Internode chieftain Simon Hackett told ZDNet.com.au that the ISP and its carrier company, Agile, was considering responding to the tender too. "Anything that serves to create competitive alternatives to unviable monopoly backhaul pricing from Telstra is a good thing for the country — anywhere and everywhere that this occurs," he said.
Telstra has not responded to ZDNet.com.au's request for comment.
Key criteria the government wants to find out, according to the tender documents, is how soon construction can start, a completion date, and when services will be available. While both NextGen and Optus plan to bid for the entire project, Optus' Krishnapillai conceded the government's desire to have the project completed quickly could mean multiple companies will be allocated work. A new backhaul monopoly?
But Ovum telecommunications analyst David Kennedy has questioned the government's plan to roll the network into the NBN Company. The tender documents reveal the government is planning for the backhaul builder to manage, maintain and provide third-party access to the network for the first five years after its completion. After this, either the NBNCo would take over ownership or the builder could be retained as a contracted service provider.

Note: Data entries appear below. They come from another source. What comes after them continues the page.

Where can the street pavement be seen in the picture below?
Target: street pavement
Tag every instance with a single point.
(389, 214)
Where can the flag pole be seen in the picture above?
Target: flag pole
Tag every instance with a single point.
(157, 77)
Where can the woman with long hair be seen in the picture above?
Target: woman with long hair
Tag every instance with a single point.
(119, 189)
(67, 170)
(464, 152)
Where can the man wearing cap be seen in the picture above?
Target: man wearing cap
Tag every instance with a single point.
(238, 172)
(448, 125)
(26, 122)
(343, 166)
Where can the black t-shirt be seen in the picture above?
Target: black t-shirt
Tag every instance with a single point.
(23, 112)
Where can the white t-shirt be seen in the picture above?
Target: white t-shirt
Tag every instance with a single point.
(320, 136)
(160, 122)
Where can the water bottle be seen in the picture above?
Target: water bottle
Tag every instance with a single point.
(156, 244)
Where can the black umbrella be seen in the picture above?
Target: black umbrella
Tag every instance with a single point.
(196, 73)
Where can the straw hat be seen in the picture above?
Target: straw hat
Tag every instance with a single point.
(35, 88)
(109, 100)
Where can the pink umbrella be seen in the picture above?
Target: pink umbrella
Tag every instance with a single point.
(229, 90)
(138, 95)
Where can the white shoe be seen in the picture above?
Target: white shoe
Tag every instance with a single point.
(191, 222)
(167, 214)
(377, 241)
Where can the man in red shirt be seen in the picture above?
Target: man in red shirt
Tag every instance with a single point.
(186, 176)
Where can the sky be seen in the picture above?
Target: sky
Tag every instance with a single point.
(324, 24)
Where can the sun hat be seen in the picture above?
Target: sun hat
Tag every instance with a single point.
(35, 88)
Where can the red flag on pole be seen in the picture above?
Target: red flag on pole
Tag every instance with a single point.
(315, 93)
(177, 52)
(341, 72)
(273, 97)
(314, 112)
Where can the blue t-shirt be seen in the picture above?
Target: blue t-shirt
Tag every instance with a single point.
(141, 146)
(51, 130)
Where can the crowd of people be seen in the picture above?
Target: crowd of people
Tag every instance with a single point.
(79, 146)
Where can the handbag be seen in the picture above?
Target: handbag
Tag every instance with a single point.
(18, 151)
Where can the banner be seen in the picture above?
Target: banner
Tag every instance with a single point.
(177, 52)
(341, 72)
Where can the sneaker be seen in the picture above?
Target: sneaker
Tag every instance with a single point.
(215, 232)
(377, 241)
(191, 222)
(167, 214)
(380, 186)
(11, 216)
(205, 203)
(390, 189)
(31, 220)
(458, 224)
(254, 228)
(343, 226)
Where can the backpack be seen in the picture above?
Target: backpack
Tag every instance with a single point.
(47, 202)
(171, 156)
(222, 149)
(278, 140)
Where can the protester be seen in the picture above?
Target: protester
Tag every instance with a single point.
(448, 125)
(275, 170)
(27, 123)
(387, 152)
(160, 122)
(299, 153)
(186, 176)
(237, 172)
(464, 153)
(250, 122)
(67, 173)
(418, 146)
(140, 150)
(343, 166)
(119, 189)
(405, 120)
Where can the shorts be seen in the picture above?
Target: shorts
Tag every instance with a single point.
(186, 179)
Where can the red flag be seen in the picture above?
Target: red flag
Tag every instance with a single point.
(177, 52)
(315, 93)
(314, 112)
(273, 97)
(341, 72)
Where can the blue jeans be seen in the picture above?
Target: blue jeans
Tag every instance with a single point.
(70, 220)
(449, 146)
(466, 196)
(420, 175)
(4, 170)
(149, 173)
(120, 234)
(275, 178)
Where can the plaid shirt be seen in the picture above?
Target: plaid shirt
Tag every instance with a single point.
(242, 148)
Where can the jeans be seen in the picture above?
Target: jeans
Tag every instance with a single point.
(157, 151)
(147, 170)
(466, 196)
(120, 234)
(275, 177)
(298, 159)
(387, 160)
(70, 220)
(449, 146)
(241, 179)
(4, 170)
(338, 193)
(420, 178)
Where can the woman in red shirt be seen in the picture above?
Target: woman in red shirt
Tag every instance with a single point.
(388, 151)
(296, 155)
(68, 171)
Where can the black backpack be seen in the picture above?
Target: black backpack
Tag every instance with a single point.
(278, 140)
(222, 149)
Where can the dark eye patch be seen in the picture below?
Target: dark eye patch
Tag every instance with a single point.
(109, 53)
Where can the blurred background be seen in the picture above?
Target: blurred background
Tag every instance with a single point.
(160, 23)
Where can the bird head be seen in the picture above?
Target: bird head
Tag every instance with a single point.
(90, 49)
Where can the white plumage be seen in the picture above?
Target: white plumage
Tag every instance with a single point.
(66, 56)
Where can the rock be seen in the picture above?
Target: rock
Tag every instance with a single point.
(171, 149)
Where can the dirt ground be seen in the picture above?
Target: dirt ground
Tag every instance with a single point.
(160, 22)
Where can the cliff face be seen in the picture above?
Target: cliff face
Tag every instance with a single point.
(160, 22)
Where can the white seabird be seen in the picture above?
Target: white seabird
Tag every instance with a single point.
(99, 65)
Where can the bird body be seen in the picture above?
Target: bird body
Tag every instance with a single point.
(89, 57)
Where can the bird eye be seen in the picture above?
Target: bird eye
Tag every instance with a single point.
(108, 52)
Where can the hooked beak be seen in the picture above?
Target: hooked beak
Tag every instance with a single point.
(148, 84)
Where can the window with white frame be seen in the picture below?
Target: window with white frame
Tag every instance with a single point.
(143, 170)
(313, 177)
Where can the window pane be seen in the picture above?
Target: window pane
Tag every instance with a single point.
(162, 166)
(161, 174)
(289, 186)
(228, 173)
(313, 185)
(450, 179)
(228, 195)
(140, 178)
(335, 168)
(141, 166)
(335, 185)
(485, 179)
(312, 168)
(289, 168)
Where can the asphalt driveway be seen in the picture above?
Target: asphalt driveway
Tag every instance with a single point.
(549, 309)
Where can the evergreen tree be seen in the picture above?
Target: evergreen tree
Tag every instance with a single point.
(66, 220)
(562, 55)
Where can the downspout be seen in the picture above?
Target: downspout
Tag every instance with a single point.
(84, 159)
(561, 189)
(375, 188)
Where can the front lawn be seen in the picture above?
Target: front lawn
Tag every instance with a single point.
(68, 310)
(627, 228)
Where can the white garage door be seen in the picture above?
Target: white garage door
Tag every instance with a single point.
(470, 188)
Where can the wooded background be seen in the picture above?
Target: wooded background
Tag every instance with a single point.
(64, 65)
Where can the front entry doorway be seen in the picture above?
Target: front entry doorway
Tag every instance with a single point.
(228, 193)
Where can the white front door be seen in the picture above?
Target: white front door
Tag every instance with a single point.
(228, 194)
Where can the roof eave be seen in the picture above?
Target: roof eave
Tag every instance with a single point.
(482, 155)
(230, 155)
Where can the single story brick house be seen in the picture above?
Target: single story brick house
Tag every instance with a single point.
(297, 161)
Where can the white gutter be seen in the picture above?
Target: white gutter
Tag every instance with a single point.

"If the government wants to put backhaul infrastructure into the NBN that raises the prospect of the newly funded fibre and Telstra's fibre being rolled into the same company in the future," Kennedy told ZDNet.com.au. "If that happens then the whole drive of this — to promote competition — will be null and void."
"There needs to be care taken that we are not funding competitive infrastructure that will be rolled into a monopoly in the future," he said.
The government, however, has insisted that, given the company would be a legislated, wholesale-only monopoly, it would, unlike Telstra, lack the incentive to give itself a good deal on access prices.
Still, whether competition is delivered depends less on the regulatory regime, but the economics of the new links, according to Internode chief Hackett.
"Competition isn't dependent on the fibre, it's dependent on the fibre access cost being low enough to make service delivery viable. It's not sufficient if the access cost is a little bit lower than Telstra backhaul prices; the data links have to be made available at metro level wholesale dark fibre pricing," said Hackett.